While I enjoy reading fiction, it’s a rarity for me to find fiction that truly captivates me, especially within the fantasy genre. With my last fantasy book being Peter S. Beagle‘s The Last Unicorn, I was sitting pretty high in terms of what fantasy is capable of; luckily, The Name of the Wind didn’t disappoint, and while it isn’t nearly on the level of The Last Unicorn, it did blow my expectations out of the water and present me with a compelling and interesting story which kept me engrossed for all of the seven-hundred & twenty-two pages.
The central story is framed by the story of an a man disguised as an innkeeper, tracked down by a chronicler who wishes to write down his story, the story of how he came to be the legendary figure that he is (despite hiding as an innkeeper). It is this story which the chronicler records which makes up the bulk of the narrative, beginning when the main character – Kvothe – is a young boy and following his progression as a strives to enter the arcane university and excel at the magical arts.
While that makes the book sound abit like Harry Potter, the similarities end there. Rothfuss develops an exciting and mysterious fantasy world of his own with an innovative and captivating magical system, the two main parts of which include sympathy (a sort of mental science used to influence objects) and naming. The latter type of magic – being able to harness the true names of things – is more common in fantasy, but Rothfuss makes it his own.
The story itself is intriguing, and the nature of the world in which the story is set gradually unfolds as the young Kvothe attempts to find the answers he is looking for. What’s more, the book has a solid mixture of drama, action, and humor. Some characters I ended up genuinely feeling for, and there was more than one point at which I laughed out loud.
In the whole of the book I was never bored – one of the highest compliments I can give – and I highly recommend it.

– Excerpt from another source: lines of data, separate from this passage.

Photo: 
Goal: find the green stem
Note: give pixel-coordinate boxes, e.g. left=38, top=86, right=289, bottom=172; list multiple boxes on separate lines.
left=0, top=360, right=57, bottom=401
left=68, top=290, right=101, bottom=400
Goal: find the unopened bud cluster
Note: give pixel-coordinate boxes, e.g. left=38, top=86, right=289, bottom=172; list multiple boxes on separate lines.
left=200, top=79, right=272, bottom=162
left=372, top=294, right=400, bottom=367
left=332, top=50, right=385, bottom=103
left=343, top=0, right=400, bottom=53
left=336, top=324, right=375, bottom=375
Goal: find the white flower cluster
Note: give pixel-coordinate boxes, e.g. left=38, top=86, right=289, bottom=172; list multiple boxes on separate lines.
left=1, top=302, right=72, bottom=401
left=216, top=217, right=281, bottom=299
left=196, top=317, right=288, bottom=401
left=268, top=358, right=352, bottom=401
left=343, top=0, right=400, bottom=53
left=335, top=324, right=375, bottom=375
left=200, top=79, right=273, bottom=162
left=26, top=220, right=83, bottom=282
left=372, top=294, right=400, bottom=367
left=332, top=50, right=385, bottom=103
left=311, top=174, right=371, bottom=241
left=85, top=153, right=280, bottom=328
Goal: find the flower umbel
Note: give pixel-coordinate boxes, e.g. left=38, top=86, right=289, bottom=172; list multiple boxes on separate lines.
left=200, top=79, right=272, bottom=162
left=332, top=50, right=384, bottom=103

-“Waterside is where people are poor. That make them beggars, thieves, and whores. Hillside is where people are rich. That makes them solicitors, politicians, and courtesans.”-p160
-“Now let me say this: when you’re traveling a good cloak is worth more than all your other possessions put together. If you’ve nowhere to sleep, it can be your bed and blanket. It will keep the rain off your back and the sun from your eyes. You can conceal all manner of interesting weaponry beneath it if you are clever, and a small assortment if you are not.”-p234
-“We understand how dangerous a mask can be. We all become what we pretend to be.”-p716
There are a few minor criticisms that I have of the book. One is that the main character is almost too much of a prodigy, he is simply amazingly good at everything that he does, with his one flaw being that he is completely unaware of how to interact with girls, stupidly so, especially for somebody who grew up with traveling performers (one of whom seems to be a prostitute, or at least an exotic dancer).
My other small issue with the book is that the characters often times just say dumb things, things that nobody except a college freshman with only a year of philosophy under his belt would ever say. Things like “That’s bad psychology” or ‘that’s a logical fallacy!’. Only pretentious brats would talk like that during normal conversation. If that was Rothfuss’ goal then I guess more power to him, but these little bits seemed out-of-character to me, as if the author was just wanting to show off that he knows what a fallacy is (or maybe it’s just meant to show off how smart the characters are, that they can call things a fallacy).